Using setRequestInterception in Puppeteer
Use setRequestInterception to customize handling of browser requests, both before the request begins and after it completes.
Request interception is useful when you need to abort certain requests, serve a different response, or capture the content of a server reply. Getting started with request interception is easy.
const page = await browser.newPage();
page.setRequestInterception(true);
page.on("request", onRequestStarted);
page.on("requestfinished", onRequestFinished);
The setRequestInterception
function acts as a toggle, controlling whether Puppeteer will invoke your request
and requestfinished
callbacks.
What are the potential use cases for request interception?

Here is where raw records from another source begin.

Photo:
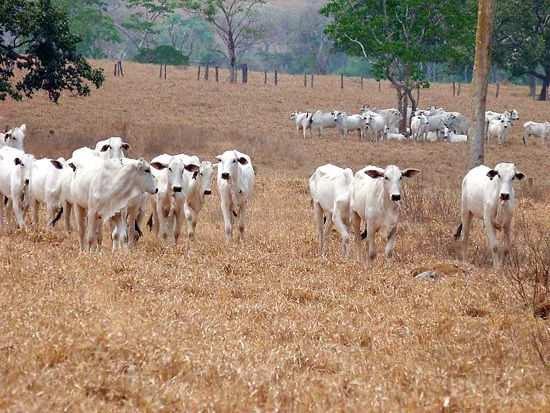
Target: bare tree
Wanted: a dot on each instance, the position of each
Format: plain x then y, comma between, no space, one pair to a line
235,22
482,66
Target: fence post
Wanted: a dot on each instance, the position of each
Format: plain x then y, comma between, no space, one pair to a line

- Abort requests for images or other media if you're trying to save bandwidth while running a scraper.
- Receive an AJAX reply and extract its content, instead of trying to pull the information from the DOM.

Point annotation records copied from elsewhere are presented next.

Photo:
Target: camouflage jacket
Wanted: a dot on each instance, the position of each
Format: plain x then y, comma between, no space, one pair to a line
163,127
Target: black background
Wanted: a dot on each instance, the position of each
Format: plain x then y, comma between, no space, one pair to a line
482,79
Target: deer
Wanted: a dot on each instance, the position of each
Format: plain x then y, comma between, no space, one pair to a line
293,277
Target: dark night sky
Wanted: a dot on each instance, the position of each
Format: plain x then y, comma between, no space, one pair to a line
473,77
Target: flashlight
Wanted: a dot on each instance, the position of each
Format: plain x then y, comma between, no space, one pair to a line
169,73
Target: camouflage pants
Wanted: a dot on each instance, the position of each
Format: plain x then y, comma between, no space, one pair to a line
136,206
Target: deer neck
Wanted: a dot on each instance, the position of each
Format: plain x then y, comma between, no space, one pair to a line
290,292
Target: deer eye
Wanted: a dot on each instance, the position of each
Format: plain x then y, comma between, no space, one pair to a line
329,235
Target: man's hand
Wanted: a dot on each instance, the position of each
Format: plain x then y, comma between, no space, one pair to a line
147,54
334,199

- Serve altered responses to the browser.
Running code before a request is sent
The request
callback will run for every request that the browser makes. You can stop the request with the abort
method, allow it to continue
, or even use respond
to serve a reply without making the request at all.
This is an example callback that uses all of the above.
function onRequestStarted(request) {
if (request.resourceType() === "image") {
if (!request.url().includes("gstatic")) {
return request.abort();
}
}
s3.getObject(
{
Bucket: "puppeteer-cache",
Key: encodeURIComponent(request.url())
},
(err, data) => {
if (!err) {
return request.respond({ status: 200, body: data.Body });
}
return request.continue();
}
);
}
In this example, we abort any request for an image, and look for other resources in an S3 bucket before finally allowing the request to continue as normal, if the file is not available in the cache.
Always remember to return with continue, abort, or respond! The browser session will hang indefinitely if your callback doesn't return anything.
Running code after a request is finished
Our first example ignored image requests and attempted to use S3 as a cache, only allowing the request to continue normally if no cached copy was found.
We can use the requestfinished
event to push responses to the S3 cache. We'll need to inspect the response headers for this to work properly, because only certain kinds of responses should end up in the cache.
function onRequestFinished(request) {
const response = request.response();
const headers = response.headers();
const cachePolicy = headers["cache-control"];
if (cachePolicy) {
if (
cachePolicy.includes("no-cache") ||
cachePolicy.includes("private")
) {
return;
}
}
if (response.status() != 301 && response.status() != 302) {
if (request.resourceType() == "image") {
return;
}
response
.buffer()
.then(buffer => {
s3.upload(
{
Bucket: "puppeteer-cache",
Key: encodeURIComponent(request.url()),
Body: buffer
},
(err, data) => {
if (err) {
console.log(`Cache error: ${err}`);
}
}
);
})
.catch(err => {
console.log(`S3 Put Failed: ${err}`);
});
}
}
We ignore image responses here, just like in the request
callback, but unless the response is marked as no-cache
it is otherwise uploaded to S3.
The request
and requestfinished
callbacks are a powerful combination! I hope these examples have given you some idea of how they can help solve your own scraping problems.